Um den CO2-Ausstoß des Fuhrparks weiter zu senken, erneuert die REWE Group kontinuierlich ihre Fahrzeugflotte. Der Anteil an Fahrzeugen gemäß der Euro-6-Emissionsnorm betrug Ende des Jahres 2018 49 Prozent für Deutschland und über 50 Prozent in Österreich (bezogen auf die Gesamtanzahl der eigenen Lkw). Außerdem ist die Erprobung alternativer Antriebstechnologien auf Einsatzfähigkeit, Praktikabilität und Wirtschaftlichkeit innerhalb der REWE Group-Logistik eine wesentliche Säule der Nachhaltigkeitsanstrengungen. In der REWE-Region Mitte sind erdgasbetriebene Lkw ein fester Bestandteil der Fuhrparkflotte. Auch die REWE International AG arbeitet mit alternativen Antriebsmöglichkeiten. So sind in Österreich aktuell drei E-Hybrid-Lkw und sieben erdgasbetriebene Lkw im Einsatz. Im September 2018 wurde zudem ein vollelektrisch betriebener Lkw in Betrieb genommen, der die Handelsfirmen im Stadtgebiet Wien beliefert.
Die REWE International AG engagiert sich seit vielen Jahren für das Council Nachhaltige Logistik (CNL), in dessen Entwicklungspartnerschaft die Entwicklung und Indienststellung des E-Lkw stattgefunden hat.

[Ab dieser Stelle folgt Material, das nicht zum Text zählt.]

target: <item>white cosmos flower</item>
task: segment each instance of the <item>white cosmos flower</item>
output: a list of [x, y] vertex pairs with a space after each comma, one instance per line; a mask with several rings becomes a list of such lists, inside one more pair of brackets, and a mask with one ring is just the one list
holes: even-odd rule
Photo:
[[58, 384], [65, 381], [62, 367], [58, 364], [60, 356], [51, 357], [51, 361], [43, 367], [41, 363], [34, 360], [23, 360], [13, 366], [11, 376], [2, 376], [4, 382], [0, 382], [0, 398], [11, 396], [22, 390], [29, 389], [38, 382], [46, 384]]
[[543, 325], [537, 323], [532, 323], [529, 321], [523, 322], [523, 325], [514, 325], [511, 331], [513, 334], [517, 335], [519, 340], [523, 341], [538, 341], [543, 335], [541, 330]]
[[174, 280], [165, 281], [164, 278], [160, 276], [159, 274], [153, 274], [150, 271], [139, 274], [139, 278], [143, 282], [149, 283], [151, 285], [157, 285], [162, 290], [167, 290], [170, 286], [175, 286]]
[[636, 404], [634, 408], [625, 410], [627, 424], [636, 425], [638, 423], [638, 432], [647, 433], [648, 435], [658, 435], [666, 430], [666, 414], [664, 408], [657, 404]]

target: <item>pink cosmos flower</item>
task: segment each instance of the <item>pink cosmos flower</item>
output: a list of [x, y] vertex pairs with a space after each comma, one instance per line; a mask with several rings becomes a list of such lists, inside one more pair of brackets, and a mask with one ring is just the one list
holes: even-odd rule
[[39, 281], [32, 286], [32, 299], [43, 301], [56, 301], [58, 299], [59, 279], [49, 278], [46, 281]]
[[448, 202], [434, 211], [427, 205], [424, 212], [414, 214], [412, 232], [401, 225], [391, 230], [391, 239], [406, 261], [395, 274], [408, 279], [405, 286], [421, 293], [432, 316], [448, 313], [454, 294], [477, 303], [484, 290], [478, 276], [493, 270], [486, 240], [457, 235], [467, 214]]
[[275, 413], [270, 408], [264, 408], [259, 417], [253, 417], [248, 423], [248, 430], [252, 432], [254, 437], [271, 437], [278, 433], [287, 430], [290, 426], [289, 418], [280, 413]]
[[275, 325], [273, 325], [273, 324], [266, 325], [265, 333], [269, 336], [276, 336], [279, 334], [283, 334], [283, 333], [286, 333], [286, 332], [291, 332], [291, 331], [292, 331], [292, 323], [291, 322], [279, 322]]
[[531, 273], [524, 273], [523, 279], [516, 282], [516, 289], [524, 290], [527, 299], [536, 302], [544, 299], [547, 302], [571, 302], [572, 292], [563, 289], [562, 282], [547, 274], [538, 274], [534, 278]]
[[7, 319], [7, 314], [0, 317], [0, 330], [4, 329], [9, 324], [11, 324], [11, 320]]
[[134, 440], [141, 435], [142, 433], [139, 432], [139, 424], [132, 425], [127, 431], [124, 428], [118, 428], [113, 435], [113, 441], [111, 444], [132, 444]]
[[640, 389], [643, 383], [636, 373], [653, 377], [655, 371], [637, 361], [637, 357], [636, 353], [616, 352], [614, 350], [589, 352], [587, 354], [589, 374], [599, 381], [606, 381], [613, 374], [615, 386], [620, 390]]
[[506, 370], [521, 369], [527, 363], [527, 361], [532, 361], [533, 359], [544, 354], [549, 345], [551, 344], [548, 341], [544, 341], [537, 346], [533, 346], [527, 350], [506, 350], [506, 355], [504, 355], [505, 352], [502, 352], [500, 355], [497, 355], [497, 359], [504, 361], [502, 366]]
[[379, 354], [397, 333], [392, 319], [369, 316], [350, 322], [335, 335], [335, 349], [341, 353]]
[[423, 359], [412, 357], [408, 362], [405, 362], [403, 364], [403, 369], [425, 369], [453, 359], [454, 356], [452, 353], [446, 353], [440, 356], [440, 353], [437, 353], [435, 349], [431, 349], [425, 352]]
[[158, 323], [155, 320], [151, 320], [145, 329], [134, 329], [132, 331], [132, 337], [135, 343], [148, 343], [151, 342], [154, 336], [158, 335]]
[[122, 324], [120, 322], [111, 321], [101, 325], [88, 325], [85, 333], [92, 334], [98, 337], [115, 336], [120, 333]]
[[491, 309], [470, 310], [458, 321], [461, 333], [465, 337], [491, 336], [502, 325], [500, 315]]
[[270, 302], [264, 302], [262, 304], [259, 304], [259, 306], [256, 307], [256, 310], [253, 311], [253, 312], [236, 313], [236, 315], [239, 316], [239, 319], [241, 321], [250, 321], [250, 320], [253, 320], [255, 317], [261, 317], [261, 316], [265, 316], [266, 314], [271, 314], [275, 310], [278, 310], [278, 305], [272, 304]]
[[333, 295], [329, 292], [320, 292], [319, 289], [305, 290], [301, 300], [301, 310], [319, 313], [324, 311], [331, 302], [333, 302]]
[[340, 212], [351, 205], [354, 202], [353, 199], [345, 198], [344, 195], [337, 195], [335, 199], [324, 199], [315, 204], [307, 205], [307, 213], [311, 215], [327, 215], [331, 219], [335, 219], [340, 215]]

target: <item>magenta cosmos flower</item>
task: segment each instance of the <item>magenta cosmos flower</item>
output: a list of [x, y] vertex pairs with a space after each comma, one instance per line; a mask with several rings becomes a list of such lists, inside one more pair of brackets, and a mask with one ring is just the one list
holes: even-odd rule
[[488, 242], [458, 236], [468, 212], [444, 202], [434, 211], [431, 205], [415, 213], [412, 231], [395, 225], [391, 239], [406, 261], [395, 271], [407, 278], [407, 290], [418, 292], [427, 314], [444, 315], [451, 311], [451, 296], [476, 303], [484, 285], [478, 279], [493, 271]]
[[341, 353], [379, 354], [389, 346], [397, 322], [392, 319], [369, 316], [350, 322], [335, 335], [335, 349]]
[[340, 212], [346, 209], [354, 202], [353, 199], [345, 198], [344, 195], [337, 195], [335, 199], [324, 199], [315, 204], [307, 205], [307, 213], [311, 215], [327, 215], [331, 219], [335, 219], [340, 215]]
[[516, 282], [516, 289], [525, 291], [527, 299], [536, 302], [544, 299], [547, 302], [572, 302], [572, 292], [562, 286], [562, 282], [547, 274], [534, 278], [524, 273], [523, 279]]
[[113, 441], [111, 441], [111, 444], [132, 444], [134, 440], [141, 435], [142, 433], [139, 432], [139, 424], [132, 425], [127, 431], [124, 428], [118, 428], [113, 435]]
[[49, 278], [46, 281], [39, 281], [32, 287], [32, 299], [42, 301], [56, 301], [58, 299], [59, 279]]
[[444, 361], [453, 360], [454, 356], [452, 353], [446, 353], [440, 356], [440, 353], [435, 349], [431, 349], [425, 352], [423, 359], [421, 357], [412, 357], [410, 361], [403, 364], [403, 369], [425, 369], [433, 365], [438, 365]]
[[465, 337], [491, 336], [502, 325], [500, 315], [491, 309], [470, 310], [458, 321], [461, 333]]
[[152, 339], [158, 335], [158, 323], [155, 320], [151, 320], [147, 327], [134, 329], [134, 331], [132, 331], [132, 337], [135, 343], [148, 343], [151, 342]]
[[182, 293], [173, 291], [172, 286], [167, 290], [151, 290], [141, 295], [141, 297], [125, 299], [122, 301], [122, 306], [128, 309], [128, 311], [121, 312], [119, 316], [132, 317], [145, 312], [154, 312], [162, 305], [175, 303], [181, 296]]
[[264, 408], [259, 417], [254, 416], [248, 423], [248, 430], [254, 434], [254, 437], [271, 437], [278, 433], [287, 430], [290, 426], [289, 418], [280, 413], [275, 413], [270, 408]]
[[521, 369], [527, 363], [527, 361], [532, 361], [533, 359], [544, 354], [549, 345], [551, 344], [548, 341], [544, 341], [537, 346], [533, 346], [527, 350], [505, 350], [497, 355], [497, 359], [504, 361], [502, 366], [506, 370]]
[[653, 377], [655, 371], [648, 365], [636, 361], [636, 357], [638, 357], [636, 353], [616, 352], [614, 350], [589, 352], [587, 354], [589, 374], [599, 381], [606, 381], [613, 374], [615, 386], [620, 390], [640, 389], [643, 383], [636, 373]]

Gewinnerprojekt für eine nachhaltige Logistik

Das Forschungsprojekt „GeNaLog“ (Geräuscharme Nachtlogistik), an dem die REWE Group als Handelspartner teilgenommen hatte, wurde im Dezember 2018 als eines der Gewinnerprojekte des Wettbewerbs „Nachhaltige Urbane Logistik“ ausgezeichnet. Mit dem Bundeswettbewerb zeichnet das Bundesministerium für Umwelt, Naturschutz und nukleare Sicherheit gemeinsam mit dem Umweltbundesamt Projekte und Maßnahmen aus, die in besonderer Weise für eine nachhaltige Logistik in deutschen Städten stehen. Dabei geht es um innovative städtische Logistikkonzepte aus dem ganzen Bundesgebiet, die vor allem ökologisch, aber auch ökonomisch und sozial nachhaltig sind. Beim Forschungsprojekt „GeNaLog“ konnte durch den Einbezug eines vollelektrischen Lkw und unter Anwendung intelligenter Prozessumstellungen sowie mit geräuschgedämmten Transporthilfsmitteln gezeigt werden, dass die Nachtlogistik das Potenzial hat, als eine Lösung für die logistischen Herausforderungen der Innenstädte zu funktionieren.

Mobilität der Mitarbeiter
Eine weitere Maßnahme zur Senkung des Energieverbrauchs betrifft den Bereich Mobilität. So haben anspruchsberechtigte Mitarbeiter die Möglichkeit, ihre Mobilitätsbudgets individuell zu nutzen – beispielsweise können sie ein kleineres Automodell wählen und den eingesparten Betrag für einen anderen Zweck nutzen. Nutzer von Elektrofahrzeugen erhalten zusätzlich zu ihrem Mobilitätsbudget einen monatlichen Bonus von 150 Euro. Bei Hybridfahrzeugen beträgt der monatliche Zuschuss 25 Euro. Um die Mobilität mit dem Fahrrad zu fördern, können alle Mitarbeiter der REWE Group in Deutschland seit November 2016 ein Dienstfahrrad im Rahmen eines Entgeltumwandlungsmodells erwerben, das für den Weg zur Arbeit ebenso wie in der Freizeit genutzt werden kann. Seitdem sind über 3.300 Fahrräder von Mitarbeitern erworben worden.